索尔兹伯里感到一阵眩晕,扶住桌沿才勉强站稳,指甲几乎要嵌进木头里。
大唐把炸弹直接扔到了大英帝国的心脏地带,扔到了象征国家权力与尊严的核心区域。
这不再是针对军事或工业目标的打击,这是赤裸裸的恐吓,是意图摧毁抵抗意志的斩首行动。

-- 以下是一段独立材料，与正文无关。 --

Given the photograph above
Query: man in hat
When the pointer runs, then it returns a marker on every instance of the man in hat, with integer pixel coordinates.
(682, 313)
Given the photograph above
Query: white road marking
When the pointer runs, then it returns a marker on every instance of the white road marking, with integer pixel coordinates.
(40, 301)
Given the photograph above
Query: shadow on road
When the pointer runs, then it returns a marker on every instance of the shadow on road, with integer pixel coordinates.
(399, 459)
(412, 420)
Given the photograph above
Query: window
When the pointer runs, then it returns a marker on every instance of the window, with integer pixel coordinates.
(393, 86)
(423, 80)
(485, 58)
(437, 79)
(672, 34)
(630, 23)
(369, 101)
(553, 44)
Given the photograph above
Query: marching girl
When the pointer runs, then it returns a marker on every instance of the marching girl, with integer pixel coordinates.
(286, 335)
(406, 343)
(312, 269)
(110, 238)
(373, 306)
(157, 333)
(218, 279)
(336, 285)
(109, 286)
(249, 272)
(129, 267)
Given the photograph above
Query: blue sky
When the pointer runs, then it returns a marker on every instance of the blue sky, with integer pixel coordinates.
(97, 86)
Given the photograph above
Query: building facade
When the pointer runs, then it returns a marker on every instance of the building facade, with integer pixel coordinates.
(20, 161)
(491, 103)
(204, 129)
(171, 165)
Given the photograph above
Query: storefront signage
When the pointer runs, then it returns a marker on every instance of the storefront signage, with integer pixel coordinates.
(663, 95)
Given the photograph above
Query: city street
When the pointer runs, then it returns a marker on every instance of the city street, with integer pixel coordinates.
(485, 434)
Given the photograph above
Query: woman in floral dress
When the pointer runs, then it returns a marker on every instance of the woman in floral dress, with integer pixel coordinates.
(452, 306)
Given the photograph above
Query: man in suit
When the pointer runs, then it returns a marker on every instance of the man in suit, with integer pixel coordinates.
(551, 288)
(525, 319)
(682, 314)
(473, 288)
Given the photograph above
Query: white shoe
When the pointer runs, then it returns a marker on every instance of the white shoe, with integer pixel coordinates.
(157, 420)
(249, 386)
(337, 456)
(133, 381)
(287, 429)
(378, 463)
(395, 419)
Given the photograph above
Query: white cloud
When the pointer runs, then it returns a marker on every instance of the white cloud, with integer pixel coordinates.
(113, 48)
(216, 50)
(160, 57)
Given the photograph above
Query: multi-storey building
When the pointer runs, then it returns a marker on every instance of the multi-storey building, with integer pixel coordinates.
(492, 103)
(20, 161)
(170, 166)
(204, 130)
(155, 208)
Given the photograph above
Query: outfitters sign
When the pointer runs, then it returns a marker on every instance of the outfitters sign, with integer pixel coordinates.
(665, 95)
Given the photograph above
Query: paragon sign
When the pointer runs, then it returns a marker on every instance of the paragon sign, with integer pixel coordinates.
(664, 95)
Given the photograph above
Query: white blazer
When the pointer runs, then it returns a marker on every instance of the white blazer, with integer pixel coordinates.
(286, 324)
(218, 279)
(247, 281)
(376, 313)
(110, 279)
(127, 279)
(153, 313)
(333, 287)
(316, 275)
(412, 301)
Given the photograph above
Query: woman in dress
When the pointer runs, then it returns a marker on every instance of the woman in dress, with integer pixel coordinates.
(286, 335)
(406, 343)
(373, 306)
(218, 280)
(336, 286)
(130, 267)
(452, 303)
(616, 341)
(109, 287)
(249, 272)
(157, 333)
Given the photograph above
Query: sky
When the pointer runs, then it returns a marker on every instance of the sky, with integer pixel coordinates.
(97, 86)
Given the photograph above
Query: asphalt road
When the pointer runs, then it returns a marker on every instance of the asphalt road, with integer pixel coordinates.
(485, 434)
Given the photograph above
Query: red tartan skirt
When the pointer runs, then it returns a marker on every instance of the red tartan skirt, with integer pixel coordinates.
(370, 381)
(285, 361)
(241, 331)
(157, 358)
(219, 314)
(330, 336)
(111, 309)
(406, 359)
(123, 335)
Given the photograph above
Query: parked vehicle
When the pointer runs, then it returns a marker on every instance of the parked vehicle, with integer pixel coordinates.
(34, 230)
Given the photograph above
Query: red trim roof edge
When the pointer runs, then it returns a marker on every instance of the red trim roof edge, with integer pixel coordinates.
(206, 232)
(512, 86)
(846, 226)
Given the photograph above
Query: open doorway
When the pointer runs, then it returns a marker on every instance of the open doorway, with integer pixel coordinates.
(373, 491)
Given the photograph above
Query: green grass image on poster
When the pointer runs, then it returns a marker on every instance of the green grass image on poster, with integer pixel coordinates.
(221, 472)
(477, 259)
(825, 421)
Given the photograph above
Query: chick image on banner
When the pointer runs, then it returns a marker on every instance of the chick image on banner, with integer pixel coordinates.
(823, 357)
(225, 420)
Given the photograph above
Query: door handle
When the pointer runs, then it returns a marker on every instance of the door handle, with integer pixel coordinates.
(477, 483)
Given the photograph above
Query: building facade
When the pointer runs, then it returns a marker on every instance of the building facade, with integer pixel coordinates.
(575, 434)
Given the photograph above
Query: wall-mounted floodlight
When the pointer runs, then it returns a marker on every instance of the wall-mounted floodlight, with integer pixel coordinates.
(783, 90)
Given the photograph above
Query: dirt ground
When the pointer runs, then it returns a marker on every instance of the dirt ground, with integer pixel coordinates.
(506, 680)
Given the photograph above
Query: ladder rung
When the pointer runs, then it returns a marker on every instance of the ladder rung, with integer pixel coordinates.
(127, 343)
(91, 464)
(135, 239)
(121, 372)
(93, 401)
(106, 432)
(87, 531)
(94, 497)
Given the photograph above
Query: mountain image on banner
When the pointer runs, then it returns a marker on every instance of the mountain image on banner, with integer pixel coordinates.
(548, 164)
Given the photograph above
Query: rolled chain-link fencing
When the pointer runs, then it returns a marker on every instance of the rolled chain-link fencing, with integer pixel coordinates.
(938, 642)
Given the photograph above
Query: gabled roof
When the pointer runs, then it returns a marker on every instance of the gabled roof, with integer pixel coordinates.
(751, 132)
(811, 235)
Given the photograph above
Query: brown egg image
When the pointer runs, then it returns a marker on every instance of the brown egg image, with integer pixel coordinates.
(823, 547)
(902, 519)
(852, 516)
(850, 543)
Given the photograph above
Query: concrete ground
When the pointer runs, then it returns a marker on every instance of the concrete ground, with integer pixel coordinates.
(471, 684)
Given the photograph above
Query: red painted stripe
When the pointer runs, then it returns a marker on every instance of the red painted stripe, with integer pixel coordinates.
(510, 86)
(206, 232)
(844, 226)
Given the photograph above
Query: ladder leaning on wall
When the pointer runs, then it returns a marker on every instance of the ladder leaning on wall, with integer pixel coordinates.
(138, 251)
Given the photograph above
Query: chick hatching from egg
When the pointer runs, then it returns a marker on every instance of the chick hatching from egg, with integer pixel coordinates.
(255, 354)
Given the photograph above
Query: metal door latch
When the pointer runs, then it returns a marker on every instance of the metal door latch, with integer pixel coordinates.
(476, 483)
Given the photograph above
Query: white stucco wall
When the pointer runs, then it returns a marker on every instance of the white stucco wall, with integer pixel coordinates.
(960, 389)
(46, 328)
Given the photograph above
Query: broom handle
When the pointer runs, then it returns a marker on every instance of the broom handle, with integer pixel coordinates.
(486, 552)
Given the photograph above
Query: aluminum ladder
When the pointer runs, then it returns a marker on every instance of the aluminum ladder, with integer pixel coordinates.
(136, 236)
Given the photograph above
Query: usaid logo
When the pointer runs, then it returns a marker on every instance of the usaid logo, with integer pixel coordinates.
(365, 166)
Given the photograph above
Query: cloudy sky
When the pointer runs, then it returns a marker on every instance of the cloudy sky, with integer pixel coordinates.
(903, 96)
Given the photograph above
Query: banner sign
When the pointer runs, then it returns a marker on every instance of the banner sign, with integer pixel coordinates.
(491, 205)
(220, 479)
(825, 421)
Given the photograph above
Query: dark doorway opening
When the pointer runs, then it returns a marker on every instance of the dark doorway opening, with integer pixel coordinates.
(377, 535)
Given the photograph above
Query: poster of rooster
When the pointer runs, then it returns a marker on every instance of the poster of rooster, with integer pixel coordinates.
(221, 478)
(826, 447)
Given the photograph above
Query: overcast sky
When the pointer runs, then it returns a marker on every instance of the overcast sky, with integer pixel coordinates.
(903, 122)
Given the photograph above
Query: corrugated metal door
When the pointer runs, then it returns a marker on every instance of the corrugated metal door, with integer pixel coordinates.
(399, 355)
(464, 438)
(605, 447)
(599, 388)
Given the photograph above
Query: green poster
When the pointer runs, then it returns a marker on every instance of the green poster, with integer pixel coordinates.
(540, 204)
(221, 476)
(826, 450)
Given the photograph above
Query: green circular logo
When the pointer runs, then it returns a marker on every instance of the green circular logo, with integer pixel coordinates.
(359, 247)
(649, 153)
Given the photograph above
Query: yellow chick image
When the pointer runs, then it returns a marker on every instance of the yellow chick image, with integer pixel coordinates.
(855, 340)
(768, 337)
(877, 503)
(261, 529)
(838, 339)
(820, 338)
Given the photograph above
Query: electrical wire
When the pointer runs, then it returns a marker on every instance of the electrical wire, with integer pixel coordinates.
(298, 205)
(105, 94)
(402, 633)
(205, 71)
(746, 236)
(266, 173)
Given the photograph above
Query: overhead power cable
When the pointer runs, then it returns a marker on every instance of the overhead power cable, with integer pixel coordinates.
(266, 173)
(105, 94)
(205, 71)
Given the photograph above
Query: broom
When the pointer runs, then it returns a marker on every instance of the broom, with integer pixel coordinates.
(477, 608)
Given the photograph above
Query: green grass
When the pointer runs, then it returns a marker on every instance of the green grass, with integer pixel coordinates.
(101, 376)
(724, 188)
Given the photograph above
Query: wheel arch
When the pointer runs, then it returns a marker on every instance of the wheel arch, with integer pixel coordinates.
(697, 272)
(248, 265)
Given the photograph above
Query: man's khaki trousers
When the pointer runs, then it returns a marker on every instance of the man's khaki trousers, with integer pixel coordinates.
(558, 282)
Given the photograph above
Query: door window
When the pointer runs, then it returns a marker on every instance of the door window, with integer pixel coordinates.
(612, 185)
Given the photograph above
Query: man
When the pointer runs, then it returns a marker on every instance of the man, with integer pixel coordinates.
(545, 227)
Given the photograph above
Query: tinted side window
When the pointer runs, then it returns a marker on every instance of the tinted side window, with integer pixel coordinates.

“声东击西!彻头彻尾的声东击西!他们在东南方持续施加压力,调动我们的防御重心,然后……”
基钦纳猛地一拳砸在地图上,将多佛尔、福克斯通等地的标记震得乱颤:“在这个最意想不到的时刻,直扑我们最不能承受打击的地方!伦敦的混乱会瘫痪整个指挥系统,牵制所有注意力!”
索尔兹伯里深吸一口气,强迫自己冷静下来。
他觉得基钦纳的分析很可能是对的,这并非唐军第一次策划声东击西的战略欺骗。
但是……总攻呢?
如果这只是佯动,那真正的主攻方向在哪里?
什么时候开始?
难道真的就在东南方,而轰炸伦敦只是为了制造更大的混乱,为主攻创造条件?
“命令!”
索尔兹伯里的声音在地下掩体中回荡,压过了远处隐约传来的爆炸和倒塌声:“命令本土舰队加强海峡巡逻,各海岸守备部队,尤其是东南方向不得因伦敦遇袭而松懈,严加防范可能的登陆行动,同时……密切注意其他海岸线,特别是……远离伦敦的方向,有无异常报告。”